6️⃣ Global vs. Local Balance & Proximity

  • Maintain in-person contact where possible to build trust and accelerate problem-solving.

  • Balance global scale with local nuances through hybrid approaches.

  • Develop informal networks and cross-border clarity to strengthen global supplier partnerships.

7️⃣ Leadership & Culture

  • Promote inclusive, adaptive leadership that considers cultural differences and draws out diverse voices.

  • Embed procurement teams within business functions, empowering them to co-develop strategy rather than simply approve transactions.

  • Develop talent with a focus on commercial acumen, stakeholder engagement, and strategic thinking (not just technical procurement skills).

8️⃣ Internal and External Partner Networks

  • Recognise that partnerships exist both internally (with stakeholders) and externally (with suppliers and peers).

  • Build long-term, stable networks rather than constantly changing partners.

  • Encourage knowledge sharing internally (e.g., playbooks, training) and externally (e.g., joint initiatives with other companies).

  • Create a "platform of collaboration" internally, akin to an internal consultancy model.

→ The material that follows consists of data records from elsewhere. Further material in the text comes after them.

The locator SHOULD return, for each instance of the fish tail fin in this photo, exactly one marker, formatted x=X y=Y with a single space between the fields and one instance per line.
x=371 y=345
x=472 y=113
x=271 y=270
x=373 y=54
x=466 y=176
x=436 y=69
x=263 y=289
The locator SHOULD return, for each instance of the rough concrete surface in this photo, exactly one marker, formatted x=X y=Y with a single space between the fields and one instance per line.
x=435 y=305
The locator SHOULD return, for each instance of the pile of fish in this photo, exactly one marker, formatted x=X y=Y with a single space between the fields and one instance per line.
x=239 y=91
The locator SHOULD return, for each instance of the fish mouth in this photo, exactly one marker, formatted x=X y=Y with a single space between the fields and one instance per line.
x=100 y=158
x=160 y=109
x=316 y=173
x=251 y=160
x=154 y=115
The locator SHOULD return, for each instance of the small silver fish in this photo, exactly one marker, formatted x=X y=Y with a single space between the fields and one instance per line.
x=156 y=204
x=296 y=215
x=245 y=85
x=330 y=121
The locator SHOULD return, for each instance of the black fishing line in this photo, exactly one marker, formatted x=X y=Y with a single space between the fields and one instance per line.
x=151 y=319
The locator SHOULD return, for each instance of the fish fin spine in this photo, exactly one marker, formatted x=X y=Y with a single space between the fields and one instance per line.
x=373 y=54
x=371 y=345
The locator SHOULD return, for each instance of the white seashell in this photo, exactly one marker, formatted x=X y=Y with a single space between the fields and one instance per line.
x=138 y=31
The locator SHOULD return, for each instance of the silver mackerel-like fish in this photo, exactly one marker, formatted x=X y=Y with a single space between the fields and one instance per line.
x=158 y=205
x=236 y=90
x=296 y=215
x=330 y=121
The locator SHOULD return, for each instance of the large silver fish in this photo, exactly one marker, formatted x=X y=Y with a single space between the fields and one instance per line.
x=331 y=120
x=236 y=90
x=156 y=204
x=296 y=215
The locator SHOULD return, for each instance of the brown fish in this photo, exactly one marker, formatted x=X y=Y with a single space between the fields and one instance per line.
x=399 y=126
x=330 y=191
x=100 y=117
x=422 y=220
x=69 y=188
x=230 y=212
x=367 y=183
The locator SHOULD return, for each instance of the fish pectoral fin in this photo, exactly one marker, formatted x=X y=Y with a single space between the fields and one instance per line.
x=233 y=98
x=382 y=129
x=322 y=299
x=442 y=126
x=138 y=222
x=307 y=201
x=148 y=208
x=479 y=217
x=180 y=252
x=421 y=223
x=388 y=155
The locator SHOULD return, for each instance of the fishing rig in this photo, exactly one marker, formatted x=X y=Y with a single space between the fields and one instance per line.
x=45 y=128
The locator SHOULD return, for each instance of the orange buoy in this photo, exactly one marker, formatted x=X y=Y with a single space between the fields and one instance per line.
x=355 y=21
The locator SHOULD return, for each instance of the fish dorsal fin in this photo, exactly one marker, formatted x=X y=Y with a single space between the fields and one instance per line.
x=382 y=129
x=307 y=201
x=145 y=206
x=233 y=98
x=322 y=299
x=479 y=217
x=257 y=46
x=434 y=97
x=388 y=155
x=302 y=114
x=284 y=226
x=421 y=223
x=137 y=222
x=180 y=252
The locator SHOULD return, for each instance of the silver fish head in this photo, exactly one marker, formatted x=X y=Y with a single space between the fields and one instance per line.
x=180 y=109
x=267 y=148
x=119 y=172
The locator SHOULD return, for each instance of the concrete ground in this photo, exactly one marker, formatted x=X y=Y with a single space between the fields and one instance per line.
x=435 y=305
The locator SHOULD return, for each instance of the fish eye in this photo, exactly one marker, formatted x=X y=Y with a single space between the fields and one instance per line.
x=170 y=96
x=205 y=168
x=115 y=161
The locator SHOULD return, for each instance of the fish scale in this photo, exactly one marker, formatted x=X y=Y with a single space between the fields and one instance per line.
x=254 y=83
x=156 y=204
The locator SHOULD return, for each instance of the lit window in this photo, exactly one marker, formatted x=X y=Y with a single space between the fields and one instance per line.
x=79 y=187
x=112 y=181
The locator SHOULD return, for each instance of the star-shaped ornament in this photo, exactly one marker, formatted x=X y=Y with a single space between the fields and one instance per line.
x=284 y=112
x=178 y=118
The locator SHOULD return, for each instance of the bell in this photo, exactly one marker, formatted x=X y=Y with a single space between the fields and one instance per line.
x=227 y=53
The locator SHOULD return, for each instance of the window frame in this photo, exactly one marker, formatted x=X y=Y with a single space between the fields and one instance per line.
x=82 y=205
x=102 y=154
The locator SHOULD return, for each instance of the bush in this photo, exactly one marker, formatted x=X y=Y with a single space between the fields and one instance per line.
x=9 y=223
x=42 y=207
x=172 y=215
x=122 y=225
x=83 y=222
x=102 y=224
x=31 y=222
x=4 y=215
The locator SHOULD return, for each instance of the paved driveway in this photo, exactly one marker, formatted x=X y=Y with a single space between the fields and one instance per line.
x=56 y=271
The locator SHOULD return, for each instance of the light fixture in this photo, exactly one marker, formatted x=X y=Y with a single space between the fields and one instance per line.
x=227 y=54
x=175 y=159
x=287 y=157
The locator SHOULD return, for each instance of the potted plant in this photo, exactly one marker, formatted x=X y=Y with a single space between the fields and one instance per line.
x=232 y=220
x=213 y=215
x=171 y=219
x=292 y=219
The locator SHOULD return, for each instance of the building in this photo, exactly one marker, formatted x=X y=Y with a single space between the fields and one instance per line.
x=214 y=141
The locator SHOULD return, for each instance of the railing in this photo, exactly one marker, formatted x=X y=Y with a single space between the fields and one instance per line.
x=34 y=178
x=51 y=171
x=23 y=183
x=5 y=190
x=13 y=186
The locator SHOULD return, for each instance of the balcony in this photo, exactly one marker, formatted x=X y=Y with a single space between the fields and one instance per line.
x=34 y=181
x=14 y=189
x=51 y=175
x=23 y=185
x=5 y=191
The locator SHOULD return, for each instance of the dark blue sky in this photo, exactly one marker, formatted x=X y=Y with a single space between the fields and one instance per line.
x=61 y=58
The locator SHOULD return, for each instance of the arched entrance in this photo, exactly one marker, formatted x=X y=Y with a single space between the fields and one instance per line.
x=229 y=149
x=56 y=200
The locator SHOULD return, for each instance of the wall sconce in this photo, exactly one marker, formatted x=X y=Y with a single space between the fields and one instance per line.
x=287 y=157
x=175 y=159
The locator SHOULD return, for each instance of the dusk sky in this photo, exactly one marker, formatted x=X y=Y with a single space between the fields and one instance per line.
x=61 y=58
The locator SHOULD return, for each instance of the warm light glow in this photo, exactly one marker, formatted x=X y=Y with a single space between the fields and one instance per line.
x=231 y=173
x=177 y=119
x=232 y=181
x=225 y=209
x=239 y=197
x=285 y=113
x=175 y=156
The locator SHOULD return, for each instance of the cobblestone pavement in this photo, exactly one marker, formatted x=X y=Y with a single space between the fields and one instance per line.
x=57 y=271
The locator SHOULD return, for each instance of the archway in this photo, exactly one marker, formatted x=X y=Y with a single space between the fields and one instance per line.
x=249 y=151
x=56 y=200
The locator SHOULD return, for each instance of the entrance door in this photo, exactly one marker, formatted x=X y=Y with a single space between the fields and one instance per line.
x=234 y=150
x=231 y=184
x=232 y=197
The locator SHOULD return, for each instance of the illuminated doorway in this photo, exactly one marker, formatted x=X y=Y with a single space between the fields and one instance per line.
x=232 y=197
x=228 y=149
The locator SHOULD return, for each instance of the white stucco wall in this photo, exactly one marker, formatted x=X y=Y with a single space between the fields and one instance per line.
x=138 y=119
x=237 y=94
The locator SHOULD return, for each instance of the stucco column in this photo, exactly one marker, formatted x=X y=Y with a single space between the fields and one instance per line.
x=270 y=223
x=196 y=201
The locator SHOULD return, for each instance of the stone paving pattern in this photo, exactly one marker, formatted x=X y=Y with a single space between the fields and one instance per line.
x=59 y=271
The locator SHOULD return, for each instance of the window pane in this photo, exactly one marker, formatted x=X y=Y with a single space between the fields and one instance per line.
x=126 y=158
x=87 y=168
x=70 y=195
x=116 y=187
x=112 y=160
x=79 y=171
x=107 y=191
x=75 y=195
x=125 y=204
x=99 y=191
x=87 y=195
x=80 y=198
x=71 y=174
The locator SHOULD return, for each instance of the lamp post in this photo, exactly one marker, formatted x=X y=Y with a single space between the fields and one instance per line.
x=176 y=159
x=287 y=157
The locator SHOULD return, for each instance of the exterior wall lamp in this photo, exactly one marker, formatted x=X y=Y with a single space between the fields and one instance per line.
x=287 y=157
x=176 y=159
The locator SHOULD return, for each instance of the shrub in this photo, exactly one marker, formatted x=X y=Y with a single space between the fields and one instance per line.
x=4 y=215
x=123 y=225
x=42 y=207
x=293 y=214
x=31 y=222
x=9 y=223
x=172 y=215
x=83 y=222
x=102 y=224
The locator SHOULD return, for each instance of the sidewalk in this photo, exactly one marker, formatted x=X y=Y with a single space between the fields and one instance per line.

9️⃣ Talent Development and Capability Building

  • Provide personal development plans, continuous learning, and cross-functional exposure.

  • Develop category managers as end-to-end business partners with strong commercial and communication skills.

  • Move from tactical tasks to strategic impact, focusing on process improvement and value contribution.

1️⃣0️⃣ Commercial and Sustainability Alignment

  • Educate and incentivise suppliers (e.g., through carbon pricing, contractual clauses) to meet sustainability and business goals.

  • Institutionalise through formal KPIs, contractual obligations, and executive endorsements (e.g., supplier forums with CSOs).

✅ What Best Practice Looks Like:

  • Consistent Engagement: Regular, structured communication (meetings, supplier forums, 1-1 conversations) with clear agendas and follow-ups.

  • Strategic Alignment: Integrate procurement objectives fully into BU strategies and planning cycles.

  • Data-Led Insights: Use spend analytics, supplier performance data, and market intelligence to support decisions and uncover opportunities.

  • Proactive, Not Reactive: Address business needs before they become problems; think beyond immediate cost to long-term value.

  • Embedded Presence: Sit with the business, understand their language, and be seen as an extension of their team.

  • Flexible & Agile Models: Adapt structures and approaches by category and geography rather than a rigid one-size-fits-all framework.

  • Culture of Collaboration & Inclusion: Build networks of champions, encourage feedback loops, and value diverse perspectives.

  • Sustainability as Core: Make environmental and social goals part of commercial strategy, not a separate add-on.

  • Empowered Talent: Invest in capability building, promote from within, and develop critical thinkers who can challenge the status quo professionally.

  • Executive Endorsement: Secure visible support from top leadership to reinforce procurement’s strategic role and credibility.

💬 Final Thought:

Business partnering in procurement is ultimately about transforming the function from a transactional service provider to a strategic, value-driving force within the business. The goal is to become a trusted advisor—internally and externally—by embedding procurement in the heart of strategy, championing shared goals, and continuously building resilient, innovative, and sustainable supply ecosystems.